May 3, 2026, 15:03 EDT — NORTH READING, Massachusetts
Teradyne Inc. revealed a striking jump in its latest quarter, with revenue for the first three months almost doubling as demand swelled for its chip-testing gear—key systems used for data center compute chips. The company’s Form 10-Q, posted Friday, delivers the most up-to-date details for investors tracking whether the AI-driven surge in test equipment sales has more room to run.
The problem boils down to this: Teradyne shares most recently traded at $345.42, gaining 0.55% from the previous session and putting the company’s market cap near $54.5 billion. Still, management is warning about shaky second-half visibility and uncertain order timing in those same AI-linked programs that fueled this quarter.
Teradyne turned in first-quarter revenue of $1.282 billion, a substantial jump from $685.7 million the prior year. The company’s main segment—Semiconductor Test—surged past the billion mark, landing at $1.11 billion. Robotics contributed $91.3 million, while Product Test reached $80.4 million, according to the filing. Semiconductor test equipment is used to verify chip functionality before installation in devices like phones, servers, or cars.
The company credited the Semiconductor Test surge to stronger compute sales linked with artificial intelligence. Taiwan’s share of total revenue climbed to 41%, compared to 28% this time last year. Korea increased as well, hitting 19%. Meanwhile, China dropped to 11%, down from 19%.
Teradyne notched “a new record high” in first-quarter results, according to Chief Executive Gregory Smith, who pointed out that about 70% of the company’s revenue was driven by AI-related demand. For the second quarter, Teradyne is targeting revenue between $1.15 billion and $1.25 billion, and expects non-GAAP earnings in the $1.86 to $2.15 per share range. Non-GAAP numbers strip out items like acquired intangible amortization and restructuring. Teradyne, Inc.
Smith told analysts that in the quarter, Teradyne landed its first multi-system production test orders for merchant GPUs. The company expects shipment, installation, and production start for those systems in the second quarter. Merchant GPUs—graphics processors widely sold into the market—sit at the heart of AI server investment.
First-quarter sales reached $1.282 billion, with non-GAAP earnings of $2.56 per share, both topping Teradyne’s own guidance, finance chief Michelle Turner said. She credited “all things AI” for the strength across the company’s three business groups. Turner also flagged that revenue concentration has intensified: two customers specifying and one buying accounted for more than 10% of revenue each. Investing.com
Margins stayed resilient.

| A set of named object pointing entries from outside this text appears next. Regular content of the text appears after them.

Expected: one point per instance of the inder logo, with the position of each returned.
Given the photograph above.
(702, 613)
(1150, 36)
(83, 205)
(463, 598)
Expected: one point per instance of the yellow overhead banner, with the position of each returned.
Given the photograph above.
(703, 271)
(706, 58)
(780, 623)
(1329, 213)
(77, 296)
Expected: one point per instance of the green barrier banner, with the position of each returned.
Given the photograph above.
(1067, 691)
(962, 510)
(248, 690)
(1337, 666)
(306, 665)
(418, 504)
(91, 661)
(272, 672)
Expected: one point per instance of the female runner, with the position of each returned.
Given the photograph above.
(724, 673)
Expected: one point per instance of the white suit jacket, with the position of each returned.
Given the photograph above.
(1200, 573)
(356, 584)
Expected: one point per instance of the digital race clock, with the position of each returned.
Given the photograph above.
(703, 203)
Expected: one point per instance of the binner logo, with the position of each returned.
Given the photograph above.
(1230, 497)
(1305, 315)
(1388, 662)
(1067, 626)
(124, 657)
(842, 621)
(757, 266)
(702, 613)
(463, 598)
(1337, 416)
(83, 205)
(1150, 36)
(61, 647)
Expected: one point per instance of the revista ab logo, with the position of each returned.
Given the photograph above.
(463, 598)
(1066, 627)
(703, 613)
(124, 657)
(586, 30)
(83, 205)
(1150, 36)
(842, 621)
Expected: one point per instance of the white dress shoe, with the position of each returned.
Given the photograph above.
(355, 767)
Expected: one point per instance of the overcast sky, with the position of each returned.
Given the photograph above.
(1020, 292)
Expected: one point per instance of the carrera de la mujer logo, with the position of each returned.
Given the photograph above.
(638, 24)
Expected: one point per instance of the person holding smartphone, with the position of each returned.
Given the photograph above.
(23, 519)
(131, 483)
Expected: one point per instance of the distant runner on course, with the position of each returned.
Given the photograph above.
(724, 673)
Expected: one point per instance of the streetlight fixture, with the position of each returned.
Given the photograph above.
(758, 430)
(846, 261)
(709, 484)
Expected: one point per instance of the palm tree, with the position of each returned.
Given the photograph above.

Gross profit came in at $780.9 million, with gross margin ticking up to 60.9%—an increase of 0.3 percentage point from last year, driven chiefly by stronger Semiconductor Test volume. Engineering and development expenses climbed $17.4 million to $135.6 million, as Teradyne funneled more resources into Semiconductor Test.
Teradyne’s activity in the AI data-center test space includes both acquisitions and partnerships. According to the filing, the company acquired a 75% stake in MultiLane Test Products for roughly $157.8 million and picked up TestInsight for $29 million. Teradyne put the total outlay for these two deals at $166.7 million in April.
Competition’s fierce. Teradyne counts Advantest, SPEA, and Cohu as rivals in Semiconductor Test, and for years its filings have pointed out that test-product sales are heavily concentrated—just a handful of big customers. The AI cycle could amplify those swings, since just a couple device programs are enough to move the needle on demand.
But that kind of concentration isn’t all upside. Smith pointed out that relying on a few big customers and a handful of major ASIC and commercial device projects can mean bottlenecks and what he called “lumpy growth.” Turner added that scheduling snags in AI data-center construction might move revenue between quarters or even push it across year-ends. Investing.com
Policy risks are also in play. Teradyne pointed out it faces exposure to U.S. and foreign regulations on tariffs, sanctions, embargoes, trade barriers, export controls, and tech-transfer limits, warning that government moves could hit its business. The bigger question now: Can AI orders hold up through the back half of the year, or was the first quarter’s record just a one-off?